= Elks Bowl =

The Elks Bowl was a postseason college football bowl game played after the 1953 and 1954 regular seasons. There was also an earlier playing of the game, at the junior varsity level, in 1952. Each game was held at a different venue in North Carolina. The bowl's name came from the Benevolent and Protective Order of Elks, a fraternal order, with proceeds from the game going to their charitable works.

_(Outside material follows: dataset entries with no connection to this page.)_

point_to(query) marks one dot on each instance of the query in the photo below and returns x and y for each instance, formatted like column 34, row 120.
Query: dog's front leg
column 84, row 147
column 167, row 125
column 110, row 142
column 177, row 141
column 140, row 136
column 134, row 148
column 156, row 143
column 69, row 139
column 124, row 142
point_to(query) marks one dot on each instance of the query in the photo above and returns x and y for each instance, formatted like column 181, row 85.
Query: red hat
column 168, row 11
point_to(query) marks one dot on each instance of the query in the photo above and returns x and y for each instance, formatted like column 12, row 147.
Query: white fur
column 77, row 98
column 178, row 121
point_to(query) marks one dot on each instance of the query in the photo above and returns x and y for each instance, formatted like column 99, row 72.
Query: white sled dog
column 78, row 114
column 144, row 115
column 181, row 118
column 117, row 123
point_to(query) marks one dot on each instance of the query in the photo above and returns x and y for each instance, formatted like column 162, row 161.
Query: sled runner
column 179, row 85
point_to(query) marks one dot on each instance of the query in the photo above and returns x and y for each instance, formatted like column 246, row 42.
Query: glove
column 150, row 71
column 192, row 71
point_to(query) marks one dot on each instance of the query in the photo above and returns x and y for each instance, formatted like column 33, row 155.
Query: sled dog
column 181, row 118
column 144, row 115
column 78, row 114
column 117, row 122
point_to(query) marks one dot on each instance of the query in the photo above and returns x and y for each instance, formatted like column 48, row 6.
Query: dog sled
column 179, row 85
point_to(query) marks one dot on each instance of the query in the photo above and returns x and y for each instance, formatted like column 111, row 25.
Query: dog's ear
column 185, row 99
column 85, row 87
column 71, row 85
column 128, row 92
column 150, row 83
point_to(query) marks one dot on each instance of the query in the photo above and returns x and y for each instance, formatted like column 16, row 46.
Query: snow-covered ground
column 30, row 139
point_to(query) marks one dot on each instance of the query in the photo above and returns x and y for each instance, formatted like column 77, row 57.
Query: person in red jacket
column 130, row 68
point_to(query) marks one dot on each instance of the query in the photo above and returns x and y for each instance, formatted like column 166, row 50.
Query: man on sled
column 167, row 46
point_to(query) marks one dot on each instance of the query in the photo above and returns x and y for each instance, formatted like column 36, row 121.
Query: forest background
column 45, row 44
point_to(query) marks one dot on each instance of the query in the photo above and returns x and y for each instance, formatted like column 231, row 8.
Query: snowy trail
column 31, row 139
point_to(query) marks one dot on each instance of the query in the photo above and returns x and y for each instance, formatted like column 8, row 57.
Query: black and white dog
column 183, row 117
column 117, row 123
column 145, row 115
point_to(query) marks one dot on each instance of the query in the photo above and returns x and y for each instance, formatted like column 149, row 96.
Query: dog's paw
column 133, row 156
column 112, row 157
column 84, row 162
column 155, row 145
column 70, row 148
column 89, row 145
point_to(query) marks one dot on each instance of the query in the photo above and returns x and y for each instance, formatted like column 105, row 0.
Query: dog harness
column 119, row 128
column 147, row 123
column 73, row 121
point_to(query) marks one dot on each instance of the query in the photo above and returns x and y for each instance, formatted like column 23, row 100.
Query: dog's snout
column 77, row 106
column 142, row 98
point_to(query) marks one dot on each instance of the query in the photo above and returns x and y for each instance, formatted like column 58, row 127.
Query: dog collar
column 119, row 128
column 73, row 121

Like some other postseason match-ups of the era, such as the Grape Bowl, Glass Bowl, and Optimist Bowl, results are listed in NCAA records, but the games were not considered NCAA-sanctioned bowls.

==Game results==

| Season | Date | Winner |  | Loser |  | Venue | Attendance | References |
|---|---|---|---|---|---|---|---|---|
| 1952 | October 24, 1952 | North Carolina† | 13 | Wake Forest† | 7 | Memorial Stadium – Burlington, North Carolina | 1,600 |  |
| 1953 | January 2, 1954 | Morris Harvey | 12 | East Carolina | 0 | College Stadium – Greenville, North Carolina | 4,500–5,500 |  |
| 1954 | December 11, 1954 | Newberry | 20 | Appalachian State | 13 | Riddick Stadium – Raleigh, North Carolina | 400 |  |

 The 1952 game was played between junior varsity teams.

==Notes==
- Morris Harvey halfback Jimmy Carr was selected as most valuable player of the January 1954 game.
- For the December 1954 game, Wofford had been invited to face Appalachian State, but were unable to accept due to other commitments; Newberry was then invited and accepted.